The mood shifts but never truly settles as “feverfew” unfolds its more introspective petals. Where the opener felt thrust forward, this second track draws the listener inward, exploring fragility beneath the haze. Its textures flirt with clarity, voices and instruments brushing against each other with a kind of luminous pull, conjuring a sense of yearning that lingers long after the notes fade. Here, bellweather’s gift for building ambience without succumbing to mere murkiness becomes most evident: each wave of sound feels deliberate, a thread in a tapestry that refuses to sit still.
By the time the band launches into “bag of indigo,” the atmosphere ripples with a restless energy that propels the EP forward without sacrificing its dreamlike quality. This piece feels like a musical exhale, riffs swelling and receding with the ebb of emotion, inviting you to dive deeper into the sonic current rather than cling to the shore. It blurs the lines between introspection and release, urging the listener to surrender to the wave instead of resisting its pull.
Then comes “space age love song,” a sly yet affectionate reimagining of the A Flock of Seagulls classic that serves as both a palate cleanser and a reaffirmation of bellweather’s aesthetic. Underneath its recognizable melody lies the band’s signature approach: walls of reverberant guitar, vocals that trace patterns through the mist, and a beat that feels like footsteps echoing down an endless corridor. In this context, the cover becomes less a reproduction and more a reinterpretation, a refracted prism that casts familiar light into strange, compelling patterns.

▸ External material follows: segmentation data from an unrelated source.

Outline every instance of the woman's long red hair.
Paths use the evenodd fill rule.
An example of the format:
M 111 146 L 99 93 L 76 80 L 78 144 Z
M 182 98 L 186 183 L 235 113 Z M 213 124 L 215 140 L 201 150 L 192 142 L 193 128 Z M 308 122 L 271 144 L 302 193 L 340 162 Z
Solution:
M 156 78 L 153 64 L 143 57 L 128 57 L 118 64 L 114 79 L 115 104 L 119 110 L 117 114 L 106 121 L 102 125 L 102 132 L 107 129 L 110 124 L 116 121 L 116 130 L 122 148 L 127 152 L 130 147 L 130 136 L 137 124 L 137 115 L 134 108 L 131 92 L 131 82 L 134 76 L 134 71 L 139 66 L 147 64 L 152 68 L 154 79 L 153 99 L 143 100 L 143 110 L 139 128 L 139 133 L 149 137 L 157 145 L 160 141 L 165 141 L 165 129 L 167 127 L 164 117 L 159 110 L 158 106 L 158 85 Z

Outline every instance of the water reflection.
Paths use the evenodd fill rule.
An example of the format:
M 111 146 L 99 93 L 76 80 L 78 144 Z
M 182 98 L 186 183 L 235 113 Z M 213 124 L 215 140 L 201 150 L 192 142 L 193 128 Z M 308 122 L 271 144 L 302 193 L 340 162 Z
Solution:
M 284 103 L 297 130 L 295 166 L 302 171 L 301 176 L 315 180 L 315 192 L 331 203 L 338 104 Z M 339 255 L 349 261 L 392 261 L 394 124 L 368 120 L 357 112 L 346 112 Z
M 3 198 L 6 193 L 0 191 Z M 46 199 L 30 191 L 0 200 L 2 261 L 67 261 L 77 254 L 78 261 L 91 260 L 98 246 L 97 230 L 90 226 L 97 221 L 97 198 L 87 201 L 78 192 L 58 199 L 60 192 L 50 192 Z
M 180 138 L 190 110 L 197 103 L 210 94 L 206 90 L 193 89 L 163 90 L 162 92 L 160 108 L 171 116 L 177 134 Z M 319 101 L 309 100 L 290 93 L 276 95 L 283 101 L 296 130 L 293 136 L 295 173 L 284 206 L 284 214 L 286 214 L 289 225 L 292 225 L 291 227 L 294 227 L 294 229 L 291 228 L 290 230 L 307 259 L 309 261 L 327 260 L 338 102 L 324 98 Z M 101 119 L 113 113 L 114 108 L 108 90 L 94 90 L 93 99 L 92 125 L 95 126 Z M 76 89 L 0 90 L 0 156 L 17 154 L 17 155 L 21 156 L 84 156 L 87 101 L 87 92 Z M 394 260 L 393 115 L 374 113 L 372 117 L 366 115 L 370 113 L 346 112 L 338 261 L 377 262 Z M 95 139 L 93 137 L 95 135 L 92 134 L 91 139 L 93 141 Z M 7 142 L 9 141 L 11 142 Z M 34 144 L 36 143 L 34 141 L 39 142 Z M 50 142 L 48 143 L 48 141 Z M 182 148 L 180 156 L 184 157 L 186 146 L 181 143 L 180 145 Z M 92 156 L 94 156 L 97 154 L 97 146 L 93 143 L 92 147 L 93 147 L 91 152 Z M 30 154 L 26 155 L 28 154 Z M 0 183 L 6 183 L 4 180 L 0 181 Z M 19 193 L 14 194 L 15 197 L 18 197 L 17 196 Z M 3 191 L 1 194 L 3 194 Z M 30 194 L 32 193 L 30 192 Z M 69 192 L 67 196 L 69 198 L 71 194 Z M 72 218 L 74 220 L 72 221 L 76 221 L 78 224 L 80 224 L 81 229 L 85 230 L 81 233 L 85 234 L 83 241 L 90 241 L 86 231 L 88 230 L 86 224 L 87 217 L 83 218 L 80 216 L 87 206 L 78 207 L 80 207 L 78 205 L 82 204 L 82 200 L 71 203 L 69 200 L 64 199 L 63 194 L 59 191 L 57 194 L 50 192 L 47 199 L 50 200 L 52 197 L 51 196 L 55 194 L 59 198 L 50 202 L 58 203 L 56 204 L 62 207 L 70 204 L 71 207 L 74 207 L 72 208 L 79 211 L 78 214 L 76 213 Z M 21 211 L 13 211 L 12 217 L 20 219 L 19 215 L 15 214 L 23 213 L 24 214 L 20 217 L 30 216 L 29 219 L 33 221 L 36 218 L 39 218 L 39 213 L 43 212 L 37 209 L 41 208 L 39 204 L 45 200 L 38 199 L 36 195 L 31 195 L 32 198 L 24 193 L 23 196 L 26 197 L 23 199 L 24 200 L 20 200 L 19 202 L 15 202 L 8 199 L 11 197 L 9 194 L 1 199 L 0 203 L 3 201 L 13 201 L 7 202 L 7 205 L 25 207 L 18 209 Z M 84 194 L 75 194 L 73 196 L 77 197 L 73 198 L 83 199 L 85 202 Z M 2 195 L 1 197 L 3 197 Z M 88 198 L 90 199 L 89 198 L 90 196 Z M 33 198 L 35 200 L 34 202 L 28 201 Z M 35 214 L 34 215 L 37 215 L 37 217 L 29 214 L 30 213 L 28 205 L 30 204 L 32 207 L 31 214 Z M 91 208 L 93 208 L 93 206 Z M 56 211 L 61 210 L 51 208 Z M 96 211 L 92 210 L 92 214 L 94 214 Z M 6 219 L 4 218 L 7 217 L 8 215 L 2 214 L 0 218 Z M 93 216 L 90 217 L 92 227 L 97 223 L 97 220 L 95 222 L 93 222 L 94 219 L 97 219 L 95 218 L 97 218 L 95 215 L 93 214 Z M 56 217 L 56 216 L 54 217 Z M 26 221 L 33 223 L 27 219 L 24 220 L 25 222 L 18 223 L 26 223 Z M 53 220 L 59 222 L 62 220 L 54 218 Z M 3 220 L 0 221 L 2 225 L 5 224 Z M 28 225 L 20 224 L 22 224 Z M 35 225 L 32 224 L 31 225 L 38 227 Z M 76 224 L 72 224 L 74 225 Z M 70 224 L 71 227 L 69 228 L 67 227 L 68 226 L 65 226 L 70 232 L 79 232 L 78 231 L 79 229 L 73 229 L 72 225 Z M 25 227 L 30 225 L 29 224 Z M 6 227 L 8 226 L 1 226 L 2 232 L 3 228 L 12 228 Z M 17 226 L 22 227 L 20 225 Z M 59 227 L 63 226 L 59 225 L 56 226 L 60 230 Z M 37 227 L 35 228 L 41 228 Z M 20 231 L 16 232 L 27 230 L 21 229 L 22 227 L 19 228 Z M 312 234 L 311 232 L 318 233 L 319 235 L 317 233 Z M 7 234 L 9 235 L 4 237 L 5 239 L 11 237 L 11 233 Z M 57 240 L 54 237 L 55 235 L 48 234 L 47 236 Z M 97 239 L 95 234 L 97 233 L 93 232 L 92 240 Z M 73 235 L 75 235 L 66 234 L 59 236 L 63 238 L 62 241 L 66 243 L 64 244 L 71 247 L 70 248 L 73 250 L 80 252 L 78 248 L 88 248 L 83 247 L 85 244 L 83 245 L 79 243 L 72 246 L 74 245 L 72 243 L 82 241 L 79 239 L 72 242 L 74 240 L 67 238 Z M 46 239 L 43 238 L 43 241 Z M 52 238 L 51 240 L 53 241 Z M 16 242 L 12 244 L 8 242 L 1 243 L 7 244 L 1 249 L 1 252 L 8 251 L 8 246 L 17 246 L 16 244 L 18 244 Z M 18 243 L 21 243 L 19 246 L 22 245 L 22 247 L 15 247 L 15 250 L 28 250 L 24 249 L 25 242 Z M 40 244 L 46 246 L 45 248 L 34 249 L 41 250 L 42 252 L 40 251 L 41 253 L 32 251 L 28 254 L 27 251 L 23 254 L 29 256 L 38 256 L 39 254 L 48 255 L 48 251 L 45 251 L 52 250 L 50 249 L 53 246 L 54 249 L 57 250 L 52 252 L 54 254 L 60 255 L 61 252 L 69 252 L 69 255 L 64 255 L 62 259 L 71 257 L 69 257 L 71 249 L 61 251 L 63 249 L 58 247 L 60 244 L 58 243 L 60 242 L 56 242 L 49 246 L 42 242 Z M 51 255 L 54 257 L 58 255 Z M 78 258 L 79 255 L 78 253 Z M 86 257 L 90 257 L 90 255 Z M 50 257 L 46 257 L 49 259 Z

By the time the EP reaches its conclusion, there’s a sense that you’ve been on a brief but transformative journey. hurtling towards doesn’t merely replicate the classic shoegaze ethos of haze, pulse, and introspection, it channels it with conviction, texture, and a gleeful embrace of noise. Taken together, these four tracks form more than an EP; they are a cohesive statement of intent. ‘hurtling towards’ captures bellweather at a moment of exploration and expansion, unafraid to let harmonies drift into distortion or to let quiet moments carry as much weight as the louder ones.
For listeners who crave music that feels vivid, unfiltered, and emotionally unrestrained, this release is more than just a collection of songs; it’s a cathartic rush, a reminder of how powerful sound can be when it hits you not just in the ears, but beneath the skin. It’s music that insists on being felt as much as heard, an invitation to lose yourself in its shimmering depths and emerge with a sense of having traveled somewhere vast and uncharted.